In the spring of 1995, I was fortunate to experience my first dinner at The French Laundry.

I was in my teens, had zero clue what I was eating, but remember thinking: wow, I’m drinking wine and eating French food in a fancy restaurant. Most would assume this was a life changing experience. It wasn’t. I wasn’t taken by the experience. I was grateful to be dining with my mother and her boyfriend.

On our drive back home, the three of us were drunk and for some odd reason had the munchies. We stopped by the grocery store and picked up Ruffle’s (it had to be the Reduced Fat ones because they aren’t as greasy as the regular chips and also has a firmer crunch) and Granny Goose’s Green Onion powdered dip we mixed into sour cream (reduced fat sour cream because it’s less heavy; nowadays a Greek yogurt would suffice).

My mother, who was thin and elegant barely ate junk food but made exceptions for the above combination. We took the goodies home and sat around our kitchen island, devouring junk food with bottles of wine. We talked, ate and laughed until the sun rose.

To this day I still search for Granny Goose’s Powdered Green Onion dip, Reduced-fat Knudson sour cream and reduced fat Ruffles for comfort. Sadly, Granny Goose and Knudson are only available on the West Coast.

Since then, I’ve been to The French Laundry and all of Thomas Keller establishments, but The French Laundry will always have a special place in my heart because of this night.

Oh, the things we remember.

Two Meals. One Table.

My picky palate is my mother’s doing.

Growing up my mother always prepared two meals. One for herself and another for my father. Strange as this sounds, it was because my parents had opposite tastes.

My father’s family were rooted in Hiroshima and Nagasaki. During World War II, my father’s father and mother just happened to be in Edo (what Tokyo was historically called) when the atomic bomb was dropped, wiping out their entire lineage.
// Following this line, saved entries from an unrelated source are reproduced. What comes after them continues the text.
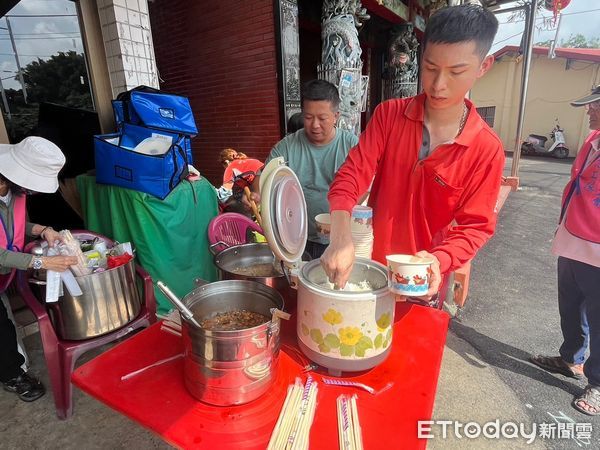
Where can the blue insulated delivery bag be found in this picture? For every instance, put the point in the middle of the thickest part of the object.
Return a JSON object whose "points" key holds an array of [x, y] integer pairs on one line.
{"points": [[151, 108], [157, 174], [145, 113]]}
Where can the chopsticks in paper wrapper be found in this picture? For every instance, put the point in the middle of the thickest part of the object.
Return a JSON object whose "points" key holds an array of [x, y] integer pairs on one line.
{"points": [[349, 430], [292, 429]]}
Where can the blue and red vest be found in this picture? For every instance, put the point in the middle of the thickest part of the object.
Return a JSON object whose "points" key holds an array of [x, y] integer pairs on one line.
{"points": [[581, 197], [14, 239]]}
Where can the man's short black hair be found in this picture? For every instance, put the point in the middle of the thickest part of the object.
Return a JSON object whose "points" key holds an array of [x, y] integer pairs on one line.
{"points": [[464, 23], [321, 90], [295, 122]]}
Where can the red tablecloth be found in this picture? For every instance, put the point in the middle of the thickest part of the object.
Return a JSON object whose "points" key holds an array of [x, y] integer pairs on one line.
{"points": [[158, 399]]}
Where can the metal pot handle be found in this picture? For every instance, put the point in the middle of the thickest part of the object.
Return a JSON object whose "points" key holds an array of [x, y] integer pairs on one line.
{"points": [[214, 246], [200, 282]]}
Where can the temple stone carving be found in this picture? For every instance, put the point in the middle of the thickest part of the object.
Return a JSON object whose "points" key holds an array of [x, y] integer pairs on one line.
{"points": [[341, 62], [402, 63]]}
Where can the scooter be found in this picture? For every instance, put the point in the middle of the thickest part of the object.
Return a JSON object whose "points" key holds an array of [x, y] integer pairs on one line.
{"points": [[536, 144]]}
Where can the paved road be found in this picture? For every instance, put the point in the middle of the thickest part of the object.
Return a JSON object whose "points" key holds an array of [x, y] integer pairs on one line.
{"points": [[512, 309]]}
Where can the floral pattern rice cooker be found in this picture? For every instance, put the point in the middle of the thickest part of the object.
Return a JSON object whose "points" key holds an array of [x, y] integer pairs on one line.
{"points": [[341, 330]]}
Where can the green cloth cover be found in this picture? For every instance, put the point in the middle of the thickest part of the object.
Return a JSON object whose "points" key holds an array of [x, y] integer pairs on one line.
{"points": [[170, 235]]}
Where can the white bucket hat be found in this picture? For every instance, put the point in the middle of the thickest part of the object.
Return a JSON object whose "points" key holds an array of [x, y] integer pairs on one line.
{"points": [[33, 164]]}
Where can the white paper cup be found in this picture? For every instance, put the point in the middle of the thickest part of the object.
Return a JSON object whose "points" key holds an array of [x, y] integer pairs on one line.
{"points": [[323, 224], [362, 220], [408, 274]]}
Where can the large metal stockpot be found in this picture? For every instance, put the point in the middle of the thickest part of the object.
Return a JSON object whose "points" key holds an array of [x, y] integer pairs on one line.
{"points": [[110, 300], [230, 367], [345, 331]]}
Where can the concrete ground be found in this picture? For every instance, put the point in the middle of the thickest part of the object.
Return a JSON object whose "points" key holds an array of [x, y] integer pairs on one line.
{"points": [[511, 312]]}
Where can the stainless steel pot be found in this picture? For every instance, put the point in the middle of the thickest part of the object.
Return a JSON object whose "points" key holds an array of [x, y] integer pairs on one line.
{"points": [[230, 367], [110, 300], [345, 331], [245, 255]]}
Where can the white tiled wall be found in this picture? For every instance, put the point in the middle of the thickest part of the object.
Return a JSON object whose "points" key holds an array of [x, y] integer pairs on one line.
{"points": [[128, 43]]}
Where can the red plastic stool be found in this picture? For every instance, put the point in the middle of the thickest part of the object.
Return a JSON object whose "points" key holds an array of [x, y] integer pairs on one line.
{"points": [[230, 228], [60, 354]]}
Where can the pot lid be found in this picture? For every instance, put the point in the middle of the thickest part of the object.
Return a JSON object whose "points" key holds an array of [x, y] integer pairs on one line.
{"points": [[283, 210]]}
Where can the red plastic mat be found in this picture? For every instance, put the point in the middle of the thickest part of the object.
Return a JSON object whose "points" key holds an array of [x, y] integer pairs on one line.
{"points": [[158, 399]]}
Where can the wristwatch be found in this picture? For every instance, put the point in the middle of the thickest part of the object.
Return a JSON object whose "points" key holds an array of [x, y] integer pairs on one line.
{"points": [[37, 263]]}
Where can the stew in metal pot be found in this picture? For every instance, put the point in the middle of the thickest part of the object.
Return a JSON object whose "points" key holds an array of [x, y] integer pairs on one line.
{"points": [[238, 319]]}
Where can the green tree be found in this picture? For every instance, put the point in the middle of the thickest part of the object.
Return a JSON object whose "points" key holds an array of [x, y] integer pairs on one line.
{"points": [[60, 79], [574, 41]]}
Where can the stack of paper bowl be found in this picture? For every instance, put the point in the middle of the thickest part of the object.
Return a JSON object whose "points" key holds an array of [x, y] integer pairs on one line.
{"points": [[361, 226], [323, 224]]}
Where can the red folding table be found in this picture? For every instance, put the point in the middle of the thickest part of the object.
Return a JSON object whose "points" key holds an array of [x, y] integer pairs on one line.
{"points": [[158, 400]]}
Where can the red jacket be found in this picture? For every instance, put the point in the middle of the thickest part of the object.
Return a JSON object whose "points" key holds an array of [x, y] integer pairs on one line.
{"points": [[581, 197], [415, 202]]}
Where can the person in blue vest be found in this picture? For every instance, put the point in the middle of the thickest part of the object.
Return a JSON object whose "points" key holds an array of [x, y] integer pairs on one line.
{"points": [[577, 245], [32, 165]]}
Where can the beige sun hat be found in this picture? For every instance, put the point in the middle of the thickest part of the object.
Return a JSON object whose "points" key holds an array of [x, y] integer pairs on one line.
{"points": [[33, 164]]}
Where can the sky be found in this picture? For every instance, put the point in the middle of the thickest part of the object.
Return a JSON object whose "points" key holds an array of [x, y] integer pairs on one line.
{"points": [[37, 35], [579, 17], [41, 36]]}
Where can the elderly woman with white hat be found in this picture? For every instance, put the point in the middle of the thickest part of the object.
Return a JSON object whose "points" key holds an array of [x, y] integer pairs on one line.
{"points": [[32, 165]]}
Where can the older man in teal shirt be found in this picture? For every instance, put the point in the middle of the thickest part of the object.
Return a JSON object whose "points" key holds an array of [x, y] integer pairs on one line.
{"points": [[315, 152]]}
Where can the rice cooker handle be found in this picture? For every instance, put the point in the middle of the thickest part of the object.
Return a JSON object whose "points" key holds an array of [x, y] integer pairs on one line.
{"points": [[290, 275]]}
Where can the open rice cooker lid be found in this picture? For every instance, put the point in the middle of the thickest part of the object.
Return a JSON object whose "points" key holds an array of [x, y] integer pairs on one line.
{"points": [[283, 209]]}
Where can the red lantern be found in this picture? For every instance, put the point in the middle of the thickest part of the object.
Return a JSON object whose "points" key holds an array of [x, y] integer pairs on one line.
{"points": [[556, 6]]}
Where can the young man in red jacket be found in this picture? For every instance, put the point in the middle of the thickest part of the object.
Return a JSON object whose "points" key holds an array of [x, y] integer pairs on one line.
{"points": [[437, 166], [577, 245]]}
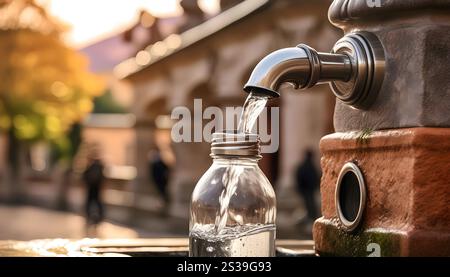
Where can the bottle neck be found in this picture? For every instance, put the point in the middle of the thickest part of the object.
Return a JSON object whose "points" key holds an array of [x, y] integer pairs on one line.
{"points": [[226, 159]]}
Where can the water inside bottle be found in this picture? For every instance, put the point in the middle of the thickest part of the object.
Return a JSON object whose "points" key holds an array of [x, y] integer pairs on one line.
{"points": [[250, 240], [239, 240]]}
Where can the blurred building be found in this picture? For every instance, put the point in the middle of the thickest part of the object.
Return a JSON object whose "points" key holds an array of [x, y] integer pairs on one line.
{"points": [[212, 61]]}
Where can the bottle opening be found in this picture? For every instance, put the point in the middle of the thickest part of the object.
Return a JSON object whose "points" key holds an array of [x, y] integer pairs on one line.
{"points": [[234, 143]]}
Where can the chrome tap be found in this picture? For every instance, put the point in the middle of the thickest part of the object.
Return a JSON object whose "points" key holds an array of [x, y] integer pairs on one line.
{"points": [[354, 69]]}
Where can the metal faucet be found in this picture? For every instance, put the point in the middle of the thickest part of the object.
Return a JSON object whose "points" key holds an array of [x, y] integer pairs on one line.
{"points": [[354, 69]]}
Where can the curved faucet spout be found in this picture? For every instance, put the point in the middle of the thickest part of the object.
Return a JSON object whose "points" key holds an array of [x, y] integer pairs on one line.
{"points": [[354, 69], [301, 66]]}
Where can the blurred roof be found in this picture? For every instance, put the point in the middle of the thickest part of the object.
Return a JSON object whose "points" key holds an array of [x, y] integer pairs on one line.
{"points": [[175, 43], [107, 53]]}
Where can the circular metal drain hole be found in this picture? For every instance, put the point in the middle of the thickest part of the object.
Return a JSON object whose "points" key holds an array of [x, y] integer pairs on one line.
{"points": [[350, 196]]}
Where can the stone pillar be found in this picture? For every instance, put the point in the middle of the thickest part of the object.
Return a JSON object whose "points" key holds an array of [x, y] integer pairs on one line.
{"points": [[401, 143]]}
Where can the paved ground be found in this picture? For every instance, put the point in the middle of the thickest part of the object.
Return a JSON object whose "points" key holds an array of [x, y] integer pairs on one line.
{"points": [[28, 222], [122, 220]]}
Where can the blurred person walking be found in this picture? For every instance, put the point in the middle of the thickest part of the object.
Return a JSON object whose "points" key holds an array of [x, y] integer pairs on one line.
{"points": [[159, 174], [308, 179], [93, 178]]}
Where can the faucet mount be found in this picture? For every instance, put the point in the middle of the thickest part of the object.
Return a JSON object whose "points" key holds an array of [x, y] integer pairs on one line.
{"points": [[354, 69]]}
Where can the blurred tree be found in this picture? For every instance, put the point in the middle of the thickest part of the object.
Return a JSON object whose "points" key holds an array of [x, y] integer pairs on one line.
{"points": [[45, 87]]}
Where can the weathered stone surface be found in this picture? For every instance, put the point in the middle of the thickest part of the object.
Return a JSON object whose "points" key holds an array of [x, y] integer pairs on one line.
{"points": [[416, 88], [408, 185]]}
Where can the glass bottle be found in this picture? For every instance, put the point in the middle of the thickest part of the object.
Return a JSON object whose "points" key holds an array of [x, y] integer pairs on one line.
{"points": [[233, 206]]}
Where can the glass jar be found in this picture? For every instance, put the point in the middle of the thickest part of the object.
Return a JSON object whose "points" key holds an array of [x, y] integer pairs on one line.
{"points": [[233, 206]]}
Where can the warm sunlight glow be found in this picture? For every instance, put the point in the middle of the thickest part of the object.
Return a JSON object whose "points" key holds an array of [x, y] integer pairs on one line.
{"points": [[94, 19]]}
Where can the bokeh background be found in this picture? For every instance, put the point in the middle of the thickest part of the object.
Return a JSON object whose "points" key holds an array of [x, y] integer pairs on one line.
{"points": [[78, 77]]}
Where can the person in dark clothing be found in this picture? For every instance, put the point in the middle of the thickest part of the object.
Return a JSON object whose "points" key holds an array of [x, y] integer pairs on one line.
{"points": [[93, 178], [159, 173], [308, 179]]}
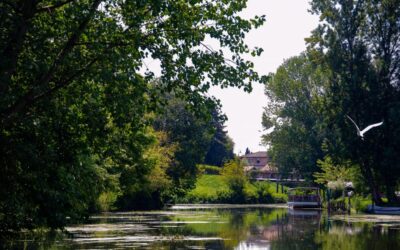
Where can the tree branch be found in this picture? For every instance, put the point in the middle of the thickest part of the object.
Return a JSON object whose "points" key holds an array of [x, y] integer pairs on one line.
{"points": [[44, 80], [50, 8]]}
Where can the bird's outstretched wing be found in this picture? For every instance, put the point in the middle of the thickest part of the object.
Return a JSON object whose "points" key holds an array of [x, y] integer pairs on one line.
{"points": [[358, 129], [371, 126]]}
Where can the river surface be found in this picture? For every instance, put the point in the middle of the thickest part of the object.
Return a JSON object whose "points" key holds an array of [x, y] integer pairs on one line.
{"points": [[223, 227]]}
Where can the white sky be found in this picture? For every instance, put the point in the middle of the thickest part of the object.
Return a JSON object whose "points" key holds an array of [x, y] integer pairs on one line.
{"points": [[282, 36]]}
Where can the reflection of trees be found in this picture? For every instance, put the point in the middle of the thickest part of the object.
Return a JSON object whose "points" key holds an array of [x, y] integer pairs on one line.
{"points": [[349, 236], [289, 231]]}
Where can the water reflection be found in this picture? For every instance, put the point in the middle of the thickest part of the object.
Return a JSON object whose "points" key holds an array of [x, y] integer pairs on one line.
{"points": [[222, 228]]}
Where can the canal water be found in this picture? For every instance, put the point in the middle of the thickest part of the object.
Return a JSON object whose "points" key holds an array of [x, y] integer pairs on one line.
{"points": [[222, 227]]}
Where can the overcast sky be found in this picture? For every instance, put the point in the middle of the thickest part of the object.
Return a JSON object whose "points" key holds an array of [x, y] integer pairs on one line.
{"points": [[282, 36]]}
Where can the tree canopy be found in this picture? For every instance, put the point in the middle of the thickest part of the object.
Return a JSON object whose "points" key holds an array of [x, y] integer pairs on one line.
{"points": [[76, 96]]}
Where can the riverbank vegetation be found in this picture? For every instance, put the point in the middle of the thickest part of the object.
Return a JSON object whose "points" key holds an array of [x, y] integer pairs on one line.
{"points": [[86, 125], [350, 70], [229, 186]]}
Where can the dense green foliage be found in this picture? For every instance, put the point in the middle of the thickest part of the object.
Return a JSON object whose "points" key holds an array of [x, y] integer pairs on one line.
{"points": [[214, 188], [75, 112], [351, 68]]}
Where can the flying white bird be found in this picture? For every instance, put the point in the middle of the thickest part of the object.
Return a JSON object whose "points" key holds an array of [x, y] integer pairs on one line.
{"points": [[362, 132]]}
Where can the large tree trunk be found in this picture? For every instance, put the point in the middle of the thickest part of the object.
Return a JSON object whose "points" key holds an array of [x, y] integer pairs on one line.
{"points": [[390, 192], [368, 175]]}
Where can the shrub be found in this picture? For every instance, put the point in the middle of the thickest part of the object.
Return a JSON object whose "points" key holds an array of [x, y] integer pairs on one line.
{"points": [[208, 169]]}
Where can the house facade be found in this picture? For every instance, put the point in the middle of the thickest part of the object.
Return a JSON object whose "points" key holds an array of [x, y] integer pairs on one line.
{"points": [[258, 166]]}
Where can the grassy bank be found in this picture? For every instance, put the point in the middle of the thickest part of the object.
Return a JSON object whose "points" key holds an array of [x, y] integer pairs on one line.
{"points": [[212, 188]]}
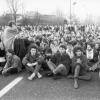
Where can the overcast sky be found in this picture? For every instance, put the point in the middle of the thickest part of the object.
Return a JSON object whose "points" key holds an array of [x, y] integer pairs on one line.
{"points": [[82, 8]]}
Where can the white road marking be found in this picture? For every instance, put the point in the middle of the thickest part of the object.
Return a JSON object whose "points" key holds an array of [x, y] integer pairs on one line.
{"points": [[10, 86]]}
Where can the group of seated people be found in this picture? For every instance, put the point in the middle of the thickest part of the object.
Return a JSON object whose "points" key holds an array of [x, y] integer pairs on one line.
{"points": [[72, 60]]}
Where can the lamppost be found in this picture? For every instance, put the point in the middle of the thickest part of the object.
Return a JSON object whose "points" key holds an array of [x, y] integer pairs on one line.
{"points": [[70, 11]]}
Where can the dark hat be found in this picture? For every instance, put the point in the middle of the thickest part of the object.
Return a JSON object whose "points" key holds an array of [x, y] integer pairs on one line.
{"points": [[11, 51], [63, 46]]}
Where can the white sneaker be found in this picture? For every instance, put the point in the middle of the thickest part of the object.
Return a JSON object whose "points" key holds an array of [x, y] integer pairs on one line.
{"points": [[31, 77], [39, 75]]}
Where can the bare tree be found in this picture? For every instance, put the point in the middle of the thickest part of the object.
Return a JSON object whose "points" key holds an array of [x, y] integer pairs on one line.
{"points": [[14, 6]]}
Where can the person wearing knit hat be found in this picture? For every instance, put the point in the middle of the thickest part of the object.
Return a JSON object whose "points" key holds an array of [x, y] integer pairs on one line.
{"points": [[32, 61], [13, 64], [79, 66], [60, 62]]}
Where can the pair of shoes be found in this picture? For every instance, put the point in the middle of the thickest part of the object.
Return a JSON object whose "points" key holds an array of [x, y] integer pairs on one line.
{"points": [[55, 77]]}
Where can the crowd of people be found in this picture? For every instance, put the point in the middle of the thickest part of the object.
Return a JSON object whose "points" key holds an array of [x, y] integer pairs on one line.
{"points": [[71, 51]]}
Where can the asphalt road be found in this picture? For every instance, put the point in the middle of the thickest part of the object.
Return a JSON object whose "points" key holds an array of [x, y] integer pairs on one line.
{"points": [[49, 89]]}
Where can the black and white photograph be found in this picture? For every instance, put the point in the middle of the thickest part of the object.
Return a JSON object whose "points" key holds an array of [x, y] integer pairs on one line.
{"points": [[49, 50]]}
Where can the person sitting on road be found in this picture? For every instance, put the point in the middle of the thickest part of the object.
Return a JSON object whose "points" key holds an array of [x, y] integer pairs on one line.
{"points": [[60, 62], [32, 62], [13, 64], [79, 66], [2, 56]]}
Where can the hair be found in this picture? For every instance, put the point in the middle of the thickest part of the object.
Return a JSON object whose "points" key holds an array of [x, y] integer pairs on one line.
{"points": [[63, 46], [11, 51], [32, 46]]}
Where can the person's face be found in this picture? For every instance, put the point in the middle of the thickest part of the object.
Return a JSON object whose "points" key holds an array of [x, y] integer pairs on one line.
{"points": [[55, 42], [96, 46], [78, 53], [62, 40], [33, 51], [89, 47], [62, 50], [13, 25]]}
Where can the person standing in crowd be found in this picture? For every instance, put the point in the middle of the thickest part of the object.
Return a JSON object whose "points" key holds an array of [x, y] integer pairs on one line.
{"points": [[13, 64], [60, 62], [9, 35], [80, 66], [2, 56], [32, 62]]}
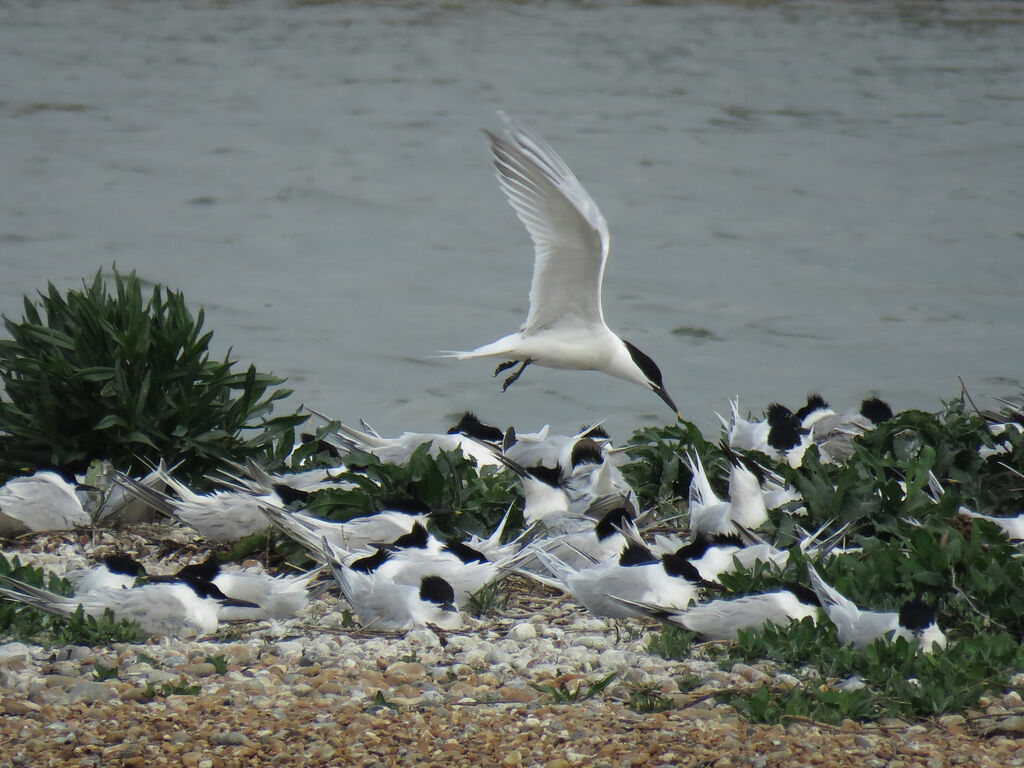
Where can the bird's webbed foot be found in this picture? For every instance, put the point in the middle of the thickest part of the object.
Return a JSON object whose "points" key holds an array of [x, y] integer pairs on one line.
{"points": [[505, 367], [516, 375]]}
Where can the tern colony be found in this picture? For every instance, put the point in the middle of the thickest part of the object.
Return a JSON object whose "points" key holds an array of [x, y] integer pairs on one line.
{"points": [[584, 534]]}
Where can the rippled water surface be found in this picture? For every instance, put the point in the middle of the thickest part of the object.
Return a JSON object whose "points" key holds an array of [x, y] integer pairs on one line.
{"points": [[819, 196]]}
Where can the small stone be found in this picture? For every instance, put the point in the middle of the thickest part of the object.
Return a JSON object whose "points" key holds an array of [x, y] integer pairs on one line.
{"points": [[18, 707], [202, 669], [89, 692], [229, 738], [406, 672], [522, 632], [952, 721]]}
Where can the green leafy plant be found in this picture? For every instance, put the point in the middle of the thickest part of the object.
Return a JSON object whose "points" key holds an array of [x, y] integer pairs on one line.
{"points": [[218, 662], [178, 688], [646, 698], [101, 673], [113, 375], [562, 693], [671, 642]]}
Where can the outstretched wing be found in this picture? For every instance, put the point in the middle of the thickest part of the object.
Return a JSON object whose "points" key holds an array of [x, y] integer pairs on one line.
{"points": [[569, 235]]}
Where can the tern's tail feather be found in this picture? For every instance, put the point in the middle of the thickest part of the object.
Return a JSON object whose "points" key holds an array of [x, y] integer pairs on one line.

My grandparents were the only survivors and started a new life in Tokyo. Tokyo or the Kanto area, as the Japanese call it, are known for bold tastes. They use more soy sauce, salt, condiments, etc. than other parts of Japan. So my father preferred things with huge tastes.

My mother’s family is a bit of a mystery. They didn’t speak much of their past and from the little understanding I have, were originally from Southern Japan (Kansai-ish, I think), and somehow ended up in Yokohama. I was always too scared to pry but looking back, I should’ve asked my grandmother more questions. My mother grew up with delicate tastes. She was extremely sensitive to taste and smells. Super picky about what she consumed – complete opposite from my father.

Why my parents married is a bit of a long story but this flashback is from the days they were still together and what we endured as a family.